Search code examples
javapdfjsoupflying-sauceropenhtmltopdf

openhtmltopdf / flying saucer: many links in huge PDF are not clickable (PDF annotations not set)


I generate huge catalogs (~ 1500 pages) as HTML and convert is via Jsoup to and openhtmltopdf (which uses flying saucer) to PDF. In the resulting PDF many links are not clickable, and I can't find out why.

Consider the following program:

import org.jsoup.helper.W3CDom;
import org.w3c.dom.Document;
import org.jsoup.Jsoup;
import com.openhtmltopdf.pdfboxout.PdfRendererBuilder;
import java.io.File;
import java.io.FileOutputStream;
import java.io.IOException;

public class Main {

    public static void main(String[] args) throws Exception {

        PdfRendererBuilder pdfBuilder = new PdfRendererBuilder();

        String html = "<html><head></head><body>";
        for (Integer i = 0; i < 10000; i++) {
            html += "<a href='http://www.google.de?q=" + i + "'>blabla</a>    <br>";
        }
        html += "</body></html>";

        File file = new File("/tmp/tmp.pdf");
        FileOutputStream fop = new FileOutputStream(file);

        W3CDom w3cDom = new W3CDom();
        Document w3cDoc = w3cDom.fromJsoup(Jsoup.parse(html));

        pdfBuilder.withW3cDocument(w3cDoc, "/");
        pdfBuilder.toStream(fop);
        try {
            pdfBuilder.run();
        } catch (Exception e) {
            e.printStackTrace();
        }
    }
}

It creates a PDF with 176 pages and 10.000 links. On page 1 to 3 they are clickable, afterwards they are not, although identical. The last clickable link is the number 112 and in the source code I find:

870 0 obj
<<
/W 0.0
/S /S
>>
endobj
871 0 obj
<<
/S /URI
/URI (http://www.google.de?q=111)
>>
endobj
872 0 obj
<<
/W 0.0
/S /S
>>
endobj
873 0 obj
<<
/S /URI
/URI (http://www.google.de?q=112)
>>
endobj
874 0 obj
<<
/W 0.0
/S /S
>>
endobj
875 0 obj
<<
/F1 1049 0 R
>>
endobj

Apparently after number 112 there are no URLs stored anymore in the annotation objects.
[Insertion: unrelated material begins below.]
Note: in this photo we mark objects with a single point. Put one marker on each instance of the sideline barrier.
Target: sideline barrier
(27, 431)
My Program is much more complicated naturally. On the first five or six pages of it's result all the links are clickable, after that some are and most are not. Which ones are still clickable seems to be completely random though.

Can anyone help here? Any Idea what may cause this issue or how to fix it? A bug in openhtmltopdf?

--

edit 1: Using withHtmlContent instead of withW3cDocument has the same problem.


Solution

  • The generated PDF works perfectly with jsoup 1.11.2 and openhtmltopdf-pdfbox-0.0.1-RC11.

    The problem is likely caused by a bug in an older version of openhtmltopdf, which has been fixed.